Zweiter Artikel. Der Stolz ist der Anfang aller Sünde.
a) Das scheint zu sein: I. Gegen den obigen Text bei Paulus. Denn Wurzel und Anfang bedeutet wohl das Gleiche. II. Gegen Ekkli. 10.: „Der Anfang des menschlichen Hochmutes ist das Abfallen von Gott;“ was eine besondere Sünde ist. III. Gegen Augustin (14. de civ. Dei ult.), der die ungeregelte Selbstliebe als den Baumeister des Babels der Sünde bezeichnet. Auf der anderen Seite steht Ekkli. 10, 15.: „Der Anfang aller Sünde ist der Stolz.“
b) Ich antworte, nach einigen werde der Stolz in dreifacher Weise ausgesagt: 1) als ungeregelte Begierde nach Auszeichnung der eigenen Person; und so sei er eine besondere Sünde; — 2. als eine thatsächliche Verachtung Gottes, dessen Gebot man geringschätzt; und so sei er gemein allen Sünden; — 3) und als Hinneigung zu dieser Verachtung auf Grund der verdorbenen Natur; und so sei er der Anfang aller Sünde.
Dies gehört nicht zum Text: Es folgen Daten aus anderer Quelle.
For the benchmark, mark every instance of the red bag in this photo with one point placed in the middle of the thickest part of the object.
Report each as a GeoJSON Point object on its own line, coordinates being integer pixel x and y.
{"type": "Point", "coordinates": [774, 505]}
Und danach ist der Stolz verschieden von der Geldgier; denn diese ist die Wurzel aller Sünde von seiten der Zuwendung zu einem vergänglichen Gute, von dem aus die Sünde genährt und gepflegt wird, was der „Wurzel“ zukommt; — der Stolz aber ist der Anfang der Sünde von seiten der Abwendung von Gott, dessen Gebote sich zu unterwerfen der Mensch vernachlässigt; und deshalb heißt er Anfang aller Sünde, weil von der Abwendung aus die Natur des Übels beginnt. Dies Alles ist wohl wahr; entspricht jedoch nicht der Absicht des heiligen Geistes, der da sagt: „Der Anfang jeder Sünde ist der Stolz.“ Denn offenbar ist hier die Rede vom Stolze als einer besonderen Sünde, die da ist das ungeregelte Begehren nach Auszeichnung der eigenen Person; wie aus dem Folgenden hervorgeht: „Die Sitze der hochmütigen Anführer hat Gott zerstört;“ und in diesem Sinne wird im ganzen Kapitel gesprochen. Offenbar also ist der Stolz als solcher der Anfang der Sünde. Denn man muß erwägen, daß bei der Sünde unterschieden werden muß die Absicht von der Ausführung. Die Absicht nämlich und was ihr folgt richtet sich zuerst auf das Princip als den Zweck. Der Zweck aber für den Erwerb zeitlicher Güter ist der, daß der Mensch dadurch eine besondere hervorragende Stellung erhält. Von dieser Seite also her ist der Stolz als besondere Sünde der Anfang für alle Sünden. Bei der Ausführung aber ist das Erste das Geld, welches ja die Mittel gewährt, um den Zweck wirklich zu erreichen,
c) I. Ist beantwortet. II. „Abfallen von Gott,“ Apostasie, ist der Anfang der Sünde von seiten der Abwendung her. Denn weil der Mensch nicht sich Gott unterwerfen will, folgt er der Begier nach veränderlichen Gütern; und so ist da „Abfall von Gott“ keine besondere Sünde, sondern etwas Gemeinschaftliches für jede Sünde. Oder „Abfallen von Gott“ wird gesetzt als erste Untergattung des Stolzes, dem es zukommt, zu allererst Gott nicht unterworfen sein zu wollen; und auf Grund dessen will dann der Stolze über sich selbst in ungeregelter Weise erhoben werden gemäß den anderen Gattungen von Stolz. III. Darin liebt eben der Mensch sich selbst, daß er seine eigene Auszeichnung will; denn „sich lieben“ heißt „sich selber Gutes wollen“. Also ist es dasselbe, als Anfang der Sünde zu setzen den Stolz oder die ungeregelte Selbstliebe.